Investigation of the mechanism of induction of the RARα gene by GM-CSF is important because the signal or molecules related for induction may provide targets for the stimulation of cellular response to RA. We have little information regarding the mechanism of induction of the RARα gene by GM-CSF. Chen et al. (21)reported that AP-1, a transcription factor, plays an important role in signaling the expression of the RARα, RARγ, and RXRα genes stimulated by transforming growth factor β1. The induction of RARαby GM-CSF may be associated with AP-1 because GM-CSF induces c-fos and c-jun, which form AP-1. The expression of RARα is regulated by tyrosine kinase signaling pathways (22), and estrogen increases the level of RARα mRNA and protein (23). To examine whether the induction is transcriptional or posttranscriptional, we performed a preliminary examination using a run-on assay. However, we could not detect the increase in the RARαtranscription to account for the large increase in RARα mRNA. We have not examined the alteration of RARα mRNA half-time by treatment with GM-CSF; however, it may be that RARα induction by GM-CSF is due to the effect on the posttranscriptional level of the mRNA.

To investigate the effect of other cytokines on RARα, we examined the expression of RARα in ML-1 cells treated with other cytokines related to granulocytic differentiation. Expression did not change after treatment with various cytokines including G-CSF, macrophage colony-stimulating factor, interleukin 3, and interleukin 6 (data not shown). However, these observations may result from differences in expression of each cytokine receptor in these cells because regulation of RARs and RXRs by some cytokines has been reported. Chen et al. (21) reported that transforming growth factorβ1 transcriptionally stimulates the expression of RARα, RARγ, and RXRα genes. Another group of researchers (24) observed that IFN-γ increases the expression of the RARγ gene. These results suggest that the expression of RAR and RXR genes is stimulated by some cytokines. Regulation of nuclear hormone receptors by cytokines may be a way to control cell growth and differentiation.
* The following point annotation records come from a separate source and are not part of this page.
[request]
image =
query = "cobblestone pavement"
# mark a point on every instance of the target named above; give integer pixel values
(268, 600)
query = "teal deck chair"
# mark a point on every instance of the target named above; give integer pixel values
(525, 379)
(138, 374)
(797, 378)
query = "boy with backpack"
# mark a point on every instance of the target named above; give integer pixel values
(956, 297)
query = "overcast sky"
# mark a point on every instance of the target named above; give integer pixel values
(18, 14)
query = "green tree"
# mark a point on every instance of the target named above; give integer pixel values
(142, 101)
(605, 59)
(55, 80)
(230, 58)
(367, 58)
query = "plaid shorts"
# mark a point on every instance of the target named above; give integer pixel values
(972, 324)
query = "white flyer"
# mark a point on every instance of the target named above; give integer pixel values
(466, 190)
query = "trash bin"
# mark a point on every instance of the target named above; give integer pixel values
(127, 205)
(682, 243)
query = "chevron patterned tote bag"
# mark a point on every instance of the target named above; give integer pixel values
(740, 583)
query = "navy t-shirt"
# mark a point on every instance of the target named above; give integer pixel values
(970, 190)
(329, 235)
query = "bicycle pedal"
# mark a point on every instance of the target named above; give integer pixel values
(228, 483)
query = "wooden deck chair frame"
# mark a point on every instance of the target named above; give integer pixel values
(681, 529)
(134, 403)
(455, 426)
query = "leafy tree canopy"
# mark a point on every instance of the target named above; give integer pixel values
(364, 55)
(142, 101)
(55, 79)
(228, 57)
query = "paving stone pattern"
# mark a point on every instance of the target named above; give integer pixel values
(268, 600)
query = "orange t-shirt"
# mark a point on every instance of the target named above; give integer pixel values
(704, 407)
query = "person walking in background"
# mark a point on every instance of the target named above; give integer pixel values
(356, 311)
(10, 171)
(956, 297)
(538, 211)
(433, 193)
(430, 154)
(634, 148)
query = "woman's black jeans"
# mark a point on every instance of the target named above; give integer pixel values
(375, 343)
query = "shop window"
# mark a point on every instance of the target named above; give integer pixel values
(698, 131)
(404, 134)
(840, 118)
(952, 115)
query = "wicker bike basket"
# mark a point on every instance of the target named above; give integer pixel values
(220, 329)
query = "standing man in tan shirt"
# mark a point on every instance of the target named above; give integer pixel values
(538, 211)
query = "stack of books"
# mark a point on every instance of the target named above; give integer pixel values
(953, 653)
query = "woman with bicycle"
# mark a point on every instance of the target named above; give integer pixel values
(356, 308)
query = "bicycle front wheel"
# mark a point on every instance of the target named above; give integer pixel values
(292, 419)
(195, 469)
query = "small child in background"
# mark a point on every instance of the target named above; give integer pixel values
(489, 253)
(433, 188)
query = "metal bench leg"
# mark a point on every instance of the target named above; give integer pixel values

In this report, we noted the possibility that induction of the RARαgene by GM-CSF is part of the mechanism underlying synergistic granulocytic differentiation by ATRA + GM-CSF. The synergistic effect of cytokines and hormones has been investigated by others, who have reported similar results concerning the mechanism of synergistic effect. Widschwendter et al.(24) proposed that an IFN-γ-mediated increase in RARγmay play a role in the synergistic inhibition of proliferation in breast cancer cell lines after treatment with retinoids + IFN-γ. Another group suggested that up-regulation of the G-CSF receptor by RA may account for the synergistic effect of G-CSF and RA in the differentiation of APL cells (25). Cell growth and differentiation are probably regulated by a complicated interaction between cytokines and hormones. In future studies, the synergistic effect of combinations of various cytokines and hormones should be studied. It is also important to examine the expression of various receptors in cancer cells. Because the sensitivity of the cell to cytokines and hormones is affected by the expression level of appropriate receptors, further information on the expression pattern of receptors in target cells and on the dosages of cytokines and hormones that are optimum for expression will probably be required for advances in clinical treatment of APL and other forms of leukemia or,eventually, all types of cancers. We expect the application of combined treatment to lead to improved clinical efficacy.

We thank Dr. Tsuyoshi Nakamaki for providing the peripheral blood cells from AML patients.